Health

Healthy Awareness: “The answer, my friends, is blowing in the wind”

Sunday, the first of October, I watched the 6 am Sunday Morning Show with Jane Pauley. Joan Baez was one of the featured figures. Many of you will remember her in the 1960s as a political activist for the Civil Rights Movement headed by Martin Luther King, Jr.

I went to Wikipedia as a source and found that she and her family were Quakers, a religion that advocates peace. Joan Baez was dedicated to important human causes and protests related to peace. In the process, she has built a meaningful legacy.

As I review Dr. Emily Teipe’s chapter in her women’s history book, I see that much was happening besides the Civil Rights Movement. Native Americans organized the American Indian Movement, AIM, to raise the plight of the first people in the United States. Young Latinos initiated the Chicano Movement to combat racism and empower the plight of young Latinos with the leadership of Cesar Chavez. So much was happening at that time. And Bob Dylan’s song, Blowin’ in the Wind, symbolized these times.

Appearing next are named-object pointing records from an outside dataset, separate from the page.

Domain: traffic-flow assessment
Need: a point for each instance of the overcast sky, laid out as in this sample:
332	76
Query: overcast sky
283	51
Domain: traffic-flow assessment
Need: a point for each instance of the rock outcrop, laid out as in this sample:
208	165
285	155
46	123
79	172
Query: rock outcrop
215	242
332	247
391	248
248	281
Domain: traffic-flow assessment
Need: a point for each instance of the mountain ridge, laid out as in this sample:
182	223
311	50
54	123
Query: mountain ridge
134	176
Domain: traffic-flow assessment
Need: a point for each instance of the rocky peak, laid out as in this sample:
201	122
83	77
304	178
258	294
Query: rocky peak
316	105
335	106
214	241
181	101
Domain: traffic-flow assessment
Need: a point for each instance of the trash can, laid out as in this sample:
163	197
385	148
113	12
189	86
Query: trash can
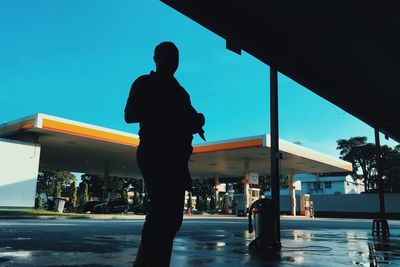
60	202
264	228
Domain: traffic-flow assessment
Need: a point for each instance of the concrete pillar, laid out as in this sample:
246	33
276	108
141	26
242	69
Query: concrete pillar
216	192
246	185
292	193
106	185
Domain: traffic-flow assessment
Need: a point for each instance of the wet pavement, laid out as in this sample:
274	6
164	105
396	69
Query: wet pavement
216	241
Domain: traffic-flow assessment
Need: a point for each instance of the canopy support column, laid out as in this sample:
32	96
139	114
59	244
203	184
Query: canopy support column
246	185
275	156
380	225
292	193
216	192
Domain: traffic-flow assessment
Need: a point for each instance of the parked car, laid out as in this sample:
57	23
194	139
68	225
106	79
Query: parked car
88	207
113	206
140	209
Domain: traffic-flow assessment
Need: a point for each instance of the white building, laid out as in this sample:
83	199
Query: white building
328	185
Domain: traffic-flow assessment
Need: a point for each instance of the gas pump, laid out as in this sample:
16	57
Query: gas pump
264	224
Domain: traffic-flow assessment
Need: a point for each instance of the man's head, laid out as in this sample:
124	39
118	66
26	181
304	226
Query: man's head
166	57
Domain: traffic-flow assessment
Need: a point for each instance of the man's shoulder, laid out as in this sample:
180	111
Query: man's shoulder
143	79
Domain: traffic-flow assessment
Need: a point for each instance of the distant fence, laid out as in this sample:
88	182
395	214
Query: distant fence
350	203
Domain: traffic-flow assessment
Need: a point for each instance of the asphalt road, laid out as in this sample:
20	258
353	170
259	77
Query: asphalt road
201	242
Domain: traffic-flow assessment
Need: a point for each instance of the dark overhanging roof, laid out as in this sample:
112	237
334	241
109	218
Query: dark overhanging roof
347	52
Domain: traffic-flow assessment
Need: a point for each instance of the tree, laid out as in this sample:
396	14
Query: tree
57	190
391	168
38	202
361	155
73	194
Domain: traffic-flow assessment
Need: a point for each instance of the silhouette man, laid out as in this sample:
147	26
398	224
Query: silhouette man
167	124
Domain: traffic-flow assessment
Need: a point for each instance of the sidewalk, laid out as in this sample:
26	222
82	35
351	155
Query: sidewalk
203	241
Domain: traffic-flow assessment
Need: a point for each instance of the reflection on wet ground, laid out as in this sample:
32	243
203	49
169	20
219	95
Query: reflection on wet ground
218	242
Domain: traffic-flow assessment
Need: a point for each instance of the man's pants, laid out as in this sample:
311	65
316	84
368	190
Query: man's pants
166	196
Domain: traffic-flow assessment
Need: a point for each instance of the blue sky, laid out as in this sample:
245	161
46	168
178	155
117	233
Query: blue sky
77	60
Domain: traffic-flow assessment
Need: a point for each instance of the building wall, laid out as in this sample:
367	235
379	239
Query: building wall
19	166
313	184
365	203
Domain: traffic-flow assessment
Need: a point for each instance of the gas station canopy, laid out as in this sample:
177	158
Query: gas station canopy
79	147
347	52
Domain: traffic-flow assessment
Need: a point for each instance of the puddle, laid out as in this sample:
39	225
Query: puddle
216	244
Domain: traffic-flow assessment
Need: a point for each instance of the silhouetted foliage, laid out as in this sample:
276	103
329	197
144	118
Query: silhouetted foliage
362	155
38	202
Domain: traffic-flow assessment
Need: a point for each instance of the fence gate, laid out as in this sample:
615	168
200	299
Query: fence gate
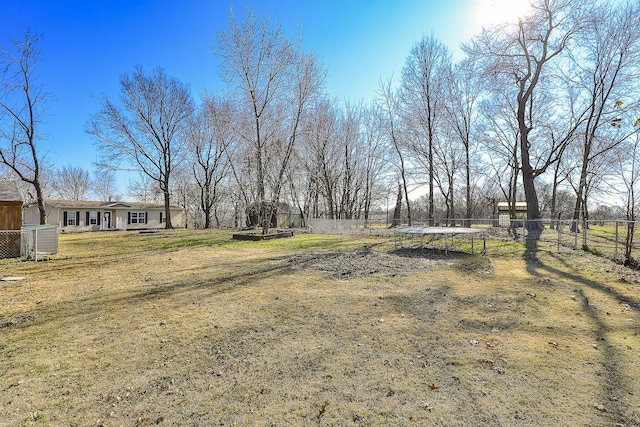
38	240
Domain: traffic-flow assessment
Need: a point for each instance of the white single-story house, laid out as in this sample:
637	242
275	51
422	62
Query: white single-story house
82	215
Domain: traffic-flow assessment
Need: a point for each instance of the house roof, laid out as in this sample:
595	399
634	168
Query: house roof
91	204
9	191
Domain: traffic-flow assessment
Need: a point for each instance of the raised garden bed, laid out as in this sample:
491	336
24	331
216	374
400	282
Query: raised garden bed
259	236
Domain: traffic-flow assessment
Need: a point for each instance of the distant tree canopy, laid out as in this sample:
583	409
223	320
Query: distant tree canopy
544	110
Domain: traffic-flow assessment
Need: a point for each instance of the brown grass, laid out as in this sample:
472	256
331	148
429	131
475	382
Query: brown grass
192	328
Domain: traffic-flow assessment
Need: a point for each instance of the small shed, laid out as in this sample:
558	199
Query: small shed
10	219
504	212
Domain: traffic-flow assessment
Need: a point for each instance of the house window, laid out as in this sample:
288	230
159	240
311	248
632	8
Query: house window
72	218
138	217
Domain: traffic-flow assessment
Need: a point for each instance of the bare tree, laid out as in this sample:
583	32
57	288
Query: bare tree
521	57
423	98
462	96
321	153
389	99
147	131
22	103
604	70
629	171
274	83
210	138
71	183
144	189
103	185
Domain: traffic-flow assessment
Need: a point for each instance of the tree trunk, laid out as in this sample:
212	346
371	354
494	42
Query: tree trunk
397	211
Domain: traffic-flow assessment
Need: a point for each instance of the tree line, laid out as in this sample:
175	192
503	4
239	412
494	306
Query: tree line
545	109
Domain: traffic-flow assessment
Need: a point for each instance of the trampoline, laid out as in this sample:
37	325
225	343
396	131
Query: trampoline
439	232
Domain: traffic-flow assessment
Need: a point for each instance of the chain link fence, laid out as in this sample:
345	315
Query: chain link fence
30	242
604	237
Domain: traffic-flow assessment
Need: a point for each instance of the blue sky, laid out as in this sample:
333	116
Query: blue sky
88	45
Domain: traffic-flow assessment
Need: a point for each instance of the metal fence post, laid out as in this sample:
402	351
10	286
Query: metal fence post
559	229
615	256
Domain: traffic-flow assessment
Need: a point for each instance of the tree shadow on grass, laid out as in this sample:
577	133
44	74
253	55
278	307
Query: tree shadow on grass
615	383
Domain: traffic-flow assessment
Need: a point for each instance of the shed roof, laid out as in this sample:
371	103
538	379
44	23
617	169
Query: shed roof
9	191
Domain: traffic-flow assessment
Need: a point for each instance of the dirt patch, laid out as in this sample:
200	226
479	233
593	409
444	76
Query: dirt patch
364	263
400	262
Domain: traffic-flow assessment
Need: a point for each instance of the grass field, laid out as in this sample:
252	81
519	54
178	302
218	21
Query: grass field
191	328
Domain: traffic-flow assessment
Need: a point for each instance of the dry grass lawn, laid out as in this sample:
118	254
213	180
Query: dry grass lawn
193	329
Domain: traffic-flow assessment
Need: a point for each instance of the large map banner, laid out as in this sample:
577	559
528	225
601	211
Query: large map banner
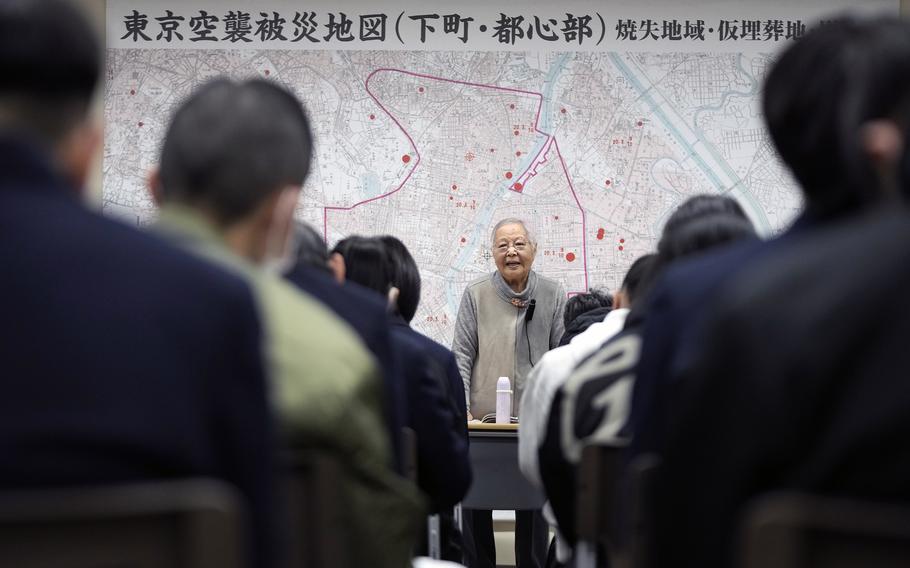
433	120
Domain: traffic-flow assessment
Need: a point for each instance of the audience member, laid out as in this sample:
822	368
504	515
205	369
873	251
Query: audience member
583	310
230	176
554	368
829	103
443	467
791	387
364	310
592	405
405	278
123	358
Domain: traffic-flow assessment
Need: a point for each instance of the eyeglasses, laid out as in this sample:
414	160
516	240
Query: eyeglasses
503	247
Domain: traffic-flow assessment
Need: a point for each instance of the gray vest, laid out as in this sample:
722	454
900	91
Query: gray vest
502	348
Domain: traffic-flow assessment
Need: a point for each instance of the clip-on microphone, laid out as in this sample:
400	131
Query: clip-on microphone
529	315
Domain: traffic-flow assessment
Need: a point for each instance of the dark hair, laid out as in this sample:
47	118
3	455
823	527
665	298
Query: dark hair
309	248
232	144
404	275
639	277
50	64
703	233
699	206
366	262
581	303
700	222
820	92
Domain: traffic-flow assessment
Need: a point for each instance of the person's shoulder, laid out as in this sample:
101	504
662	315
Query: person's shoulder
480	281
313	339
131	254
550	284
808	278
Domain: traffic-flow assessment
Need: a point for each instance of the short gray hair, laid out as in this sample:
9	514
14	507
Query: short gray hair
512	221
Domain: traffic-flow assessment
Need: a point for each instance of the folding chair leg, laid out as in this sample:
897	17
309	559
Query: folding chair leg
585	555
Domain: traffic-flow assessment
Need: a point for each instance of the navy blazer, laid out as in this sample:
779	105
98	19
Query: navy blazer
366	312
676	309
122	358
800	386
443	466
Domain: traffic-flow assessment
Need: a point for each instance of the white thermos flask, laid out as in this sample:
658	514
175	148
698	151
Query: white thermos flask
503	401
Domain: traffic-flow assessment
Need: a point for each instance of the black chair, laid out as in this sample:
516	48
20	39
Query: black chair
318	534
794	530
599	474
167	524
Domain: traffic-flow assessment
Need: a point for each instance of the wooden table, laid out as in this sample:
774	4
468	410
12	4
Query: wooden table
498	483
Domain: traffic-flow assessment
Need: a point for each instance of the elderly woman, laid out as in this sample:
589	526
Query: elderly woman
497	333
506	322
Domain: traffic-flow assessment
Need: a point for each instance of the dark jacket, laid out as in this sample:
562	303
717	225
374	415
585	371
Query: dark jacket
677	306
123	359
582	322
365	311
443	467
801	384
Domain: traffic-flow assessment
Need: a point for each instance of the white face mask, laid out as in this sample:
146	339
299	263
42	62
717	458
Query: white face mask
279	257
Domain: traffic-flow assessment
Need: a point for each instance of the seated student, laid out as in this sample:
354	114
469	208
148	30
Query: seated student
554	368
556	365
364	310
801	388
124	359
583	310
405	278
232	164
829	100
592	405
443	468
796	388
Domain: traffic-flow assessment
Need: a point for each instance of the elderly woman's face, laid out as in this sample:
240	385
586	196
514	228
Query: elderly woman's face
513	252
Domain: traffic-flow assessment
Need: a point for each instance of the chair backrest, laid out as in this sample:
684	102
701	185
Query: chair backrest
794	530
167	524
642	478
318	534
599	473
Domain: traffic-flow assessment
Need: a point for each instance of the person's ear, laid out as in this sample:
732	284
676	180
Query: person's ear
76	152
883	142
393	298
618	300
153	184
338	268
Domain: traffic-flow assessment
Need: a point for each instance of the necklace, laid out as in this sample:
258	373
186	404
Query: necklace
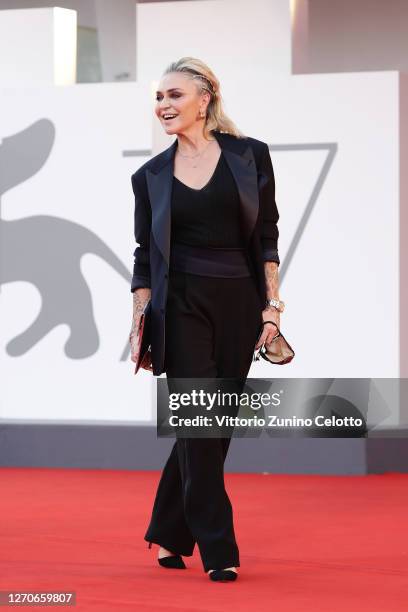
197	155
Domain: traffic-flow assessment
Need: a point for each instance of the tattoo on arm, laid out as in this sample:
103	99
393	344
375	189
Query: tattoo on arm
272	279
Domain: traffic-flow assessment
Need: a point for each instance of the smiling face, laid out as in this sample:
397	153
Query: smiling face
178	94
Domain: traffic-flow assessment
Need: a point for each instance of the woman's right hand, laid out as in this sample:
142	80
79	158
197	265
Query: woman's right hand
140	298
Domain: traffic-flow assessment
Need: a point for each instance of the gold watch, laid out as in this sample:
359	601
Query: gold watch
278	304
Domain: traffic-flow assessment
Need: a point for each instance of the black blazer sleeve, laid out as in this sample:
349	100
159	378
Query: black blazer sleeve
142	227
269	232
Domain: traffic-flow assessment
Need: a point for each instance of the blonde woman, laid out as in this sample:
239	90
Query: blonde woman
207	256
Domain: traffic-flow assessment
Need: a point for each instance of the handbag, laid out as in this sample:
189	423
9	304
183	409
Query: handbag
278	350
143	335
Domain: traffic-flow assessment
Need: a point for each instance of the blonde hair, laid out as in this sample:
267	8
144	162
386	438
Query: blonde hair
216	118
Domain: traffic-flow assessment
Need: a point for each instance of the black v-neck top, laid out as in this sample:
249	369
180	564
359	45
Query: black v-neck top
206	234
207	217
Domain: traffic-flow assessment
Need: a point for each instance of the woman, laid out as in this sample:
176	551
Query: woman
205	223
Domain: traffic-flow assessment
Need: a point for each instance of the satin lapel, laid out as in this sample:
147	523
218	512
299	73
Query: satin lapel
240	159
159	185
243	168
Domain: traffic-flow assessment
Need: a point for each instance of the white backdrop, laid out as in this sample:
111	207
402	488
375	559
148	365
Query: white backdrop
346	257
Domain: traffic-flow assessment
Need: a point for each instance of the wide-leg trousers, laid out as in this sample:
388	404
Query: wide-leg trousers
212	325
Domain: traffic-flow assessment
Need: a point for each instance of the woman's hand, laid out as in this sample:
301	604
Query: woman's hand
140	298
269	330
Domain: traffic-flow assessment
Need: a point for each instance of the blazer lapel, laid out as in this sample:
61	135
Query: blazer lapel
159	177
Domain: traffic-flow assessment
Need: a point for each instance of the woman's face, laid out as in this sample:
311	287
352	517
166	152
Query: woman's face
177	94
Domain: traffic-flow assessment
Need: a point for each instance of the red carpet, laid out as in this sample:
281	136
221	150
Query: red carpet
306	542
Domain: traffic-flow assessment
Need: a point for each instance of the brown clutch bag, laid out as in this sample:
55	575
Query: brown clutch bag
278	351
143	340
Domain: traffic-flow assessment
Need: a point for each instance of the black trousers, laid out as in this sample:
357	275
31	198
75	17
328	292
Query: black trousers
211	329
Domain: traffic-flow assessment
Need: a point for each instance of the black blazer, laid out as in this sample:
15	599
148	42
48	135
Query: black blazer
251	166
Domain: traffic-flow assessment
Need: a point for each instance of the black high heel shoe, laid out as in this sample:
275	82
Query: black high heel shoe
171	561
223	575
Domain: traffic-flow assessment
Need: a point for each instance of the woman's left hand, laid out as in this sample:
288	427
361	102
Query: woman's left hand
269	330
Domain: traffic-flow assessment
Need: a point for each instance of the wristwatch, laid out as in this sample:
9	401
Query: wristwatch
278	304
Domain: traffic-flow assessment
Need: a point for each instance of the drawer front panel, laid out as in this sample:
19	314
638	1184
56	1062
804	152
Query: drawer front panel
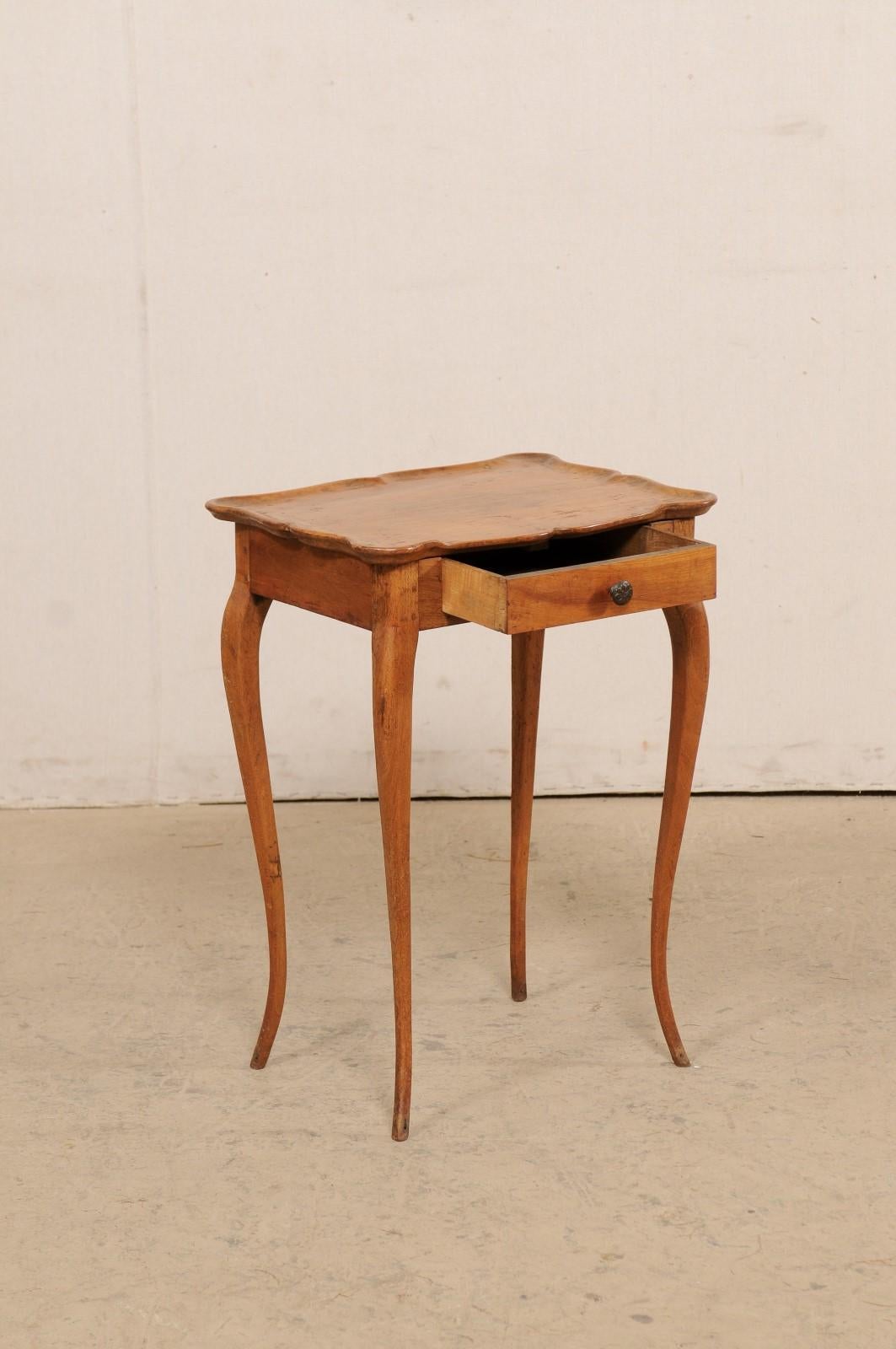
523	604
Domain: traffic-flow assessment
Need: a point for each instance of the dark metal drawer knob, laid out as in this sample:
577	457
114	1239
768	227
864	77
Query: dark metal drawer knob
621	593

Joan Baez dedicated sixty years of her life to justice, especially related to the Vietnam War, the Innocence Project, LGBT rights, the peaceful protests by the Iranian people, the U.S. invasion of Iraq, landmines, and encouraging young people to vote for candidates who advocated peace. The list of her music as a singer, songwriter, and activist is long, with exceeding credits in films. How impressive!

I was always interested in just the melody of songs; however, my late husband enjoyed the lyrics to music and would get so much meaning from it. The song, Blowin’ in the Wind by Bob Dylan has so much meaning in its words as it depicts those turbulent times.

Today, like those times in our past, we feel the turbulence and question what is going on in politics, the war in Ukraine and Israel, the world upsets, what we will leave our children and grandchildren, and life in general. I find a sense of peace and solace that there is an answer to all these struggles, which lies somewhere in the “wind.”

Take a moment and read the words aloud to the song, Blowin’ in the Wind, and see what you feel about your concerns about what is happening in the world today. And yes, We Shall Overcome, too.

As an 82-year-old, Joan Baez’s life today is to recognize that she does not have to solve everyone’s problems. She enjoys writing, painting, and singing, but now in a lower key due to aging. She still is involved in a lot of world problems and supports these. I found peace in her interview.